Es bestätigt sich: Das Heilige ist die Dimension des „Zurück!“. Es ist die Umkehr des Seins und seiner transzendentalen Bestimmungen in das im Sein-lassen Meinende und Rufende und nur in diesem Meinen und Rufen sein-lassende Geheimnis.
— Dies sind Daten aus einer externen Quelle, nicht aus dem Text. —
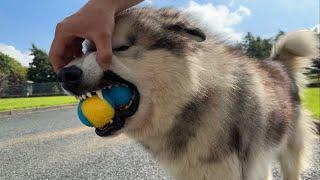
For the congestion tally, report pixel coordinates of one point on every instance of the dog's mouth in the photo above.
(122, 113)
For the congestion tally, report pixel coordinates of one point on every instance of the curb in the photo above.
(32, 110)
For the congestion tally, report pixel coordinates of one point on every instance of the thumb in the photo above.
(104, 52)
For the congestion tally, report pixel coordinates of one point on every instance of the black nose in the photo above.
(70, 74)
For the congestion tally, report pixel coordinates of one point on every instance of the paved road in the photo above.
(54, 145)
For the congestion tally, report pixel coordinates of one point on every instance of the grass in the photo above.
(311, 100)
(23, 103)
Das in seinem Unterschied zum Sein und seinen transzendentalen Grundweisen aufgehende Heilige rückt auch ab von einem bloß „Numinosen“, als das es Gestimmtheit und Eigenschaft des Seins und am Seienden würde. Ein so verstandenes Numinoses wäre zugeordnet einem „religiösen Sinn“, einer Anlage des Geistes unter seinen anderen Sinnen und Anlagen, abgelöst von der das Denken an sich selbst und im ganzen einbegreifenden Scheidung, in welcher das Ich selbst dem Ruf des Komm antwortet, der es aus sich selbst, aus allem Seienden und aus dem Sein selbst hinwegruft. Sofern dieser Ruf des Heiligen je nur im Sein Gestalt gewinnt, hat die Rede vom Numinosen und seiner Erfahrung ihren Sinn; das Numinose ist die Spur des Heiligen im Sein, im Wahren, Schönen, Guten, die aber in sich selbst zweideutig bleibt: Macht das Denken sich in ihr fest, so verfehlt es die Heiligkeit des Heiligen; verläßt es sie und sich selbst, seine Erfahrung, im vollzogenen Eingehen auf den Ruf des Komm, so und so allein wird sie ihm zur Spur des Heiligen. Gerade dort aber, wo geschichtlich diese Spur sich zurücknimmt, wo das Numinose nicht mehr erfahren wird, wo das „Wunderbare an den Dingen“ entschwindet, wo das Denken und in ihm das Selbst auf die Spitze ihrer selbst und ihrer allein gestellt sind, in der äußersten Profanierung, in der höchsten Gefahr des Verlustes des Heiligen also, vermag das Gestelltsein des Denkens und des Selbst in die Bodenlosigkeit seiner letzten Frage sich zu entbergen als das Gestelltsein in die Grundlosigkeit des reinen Rufes.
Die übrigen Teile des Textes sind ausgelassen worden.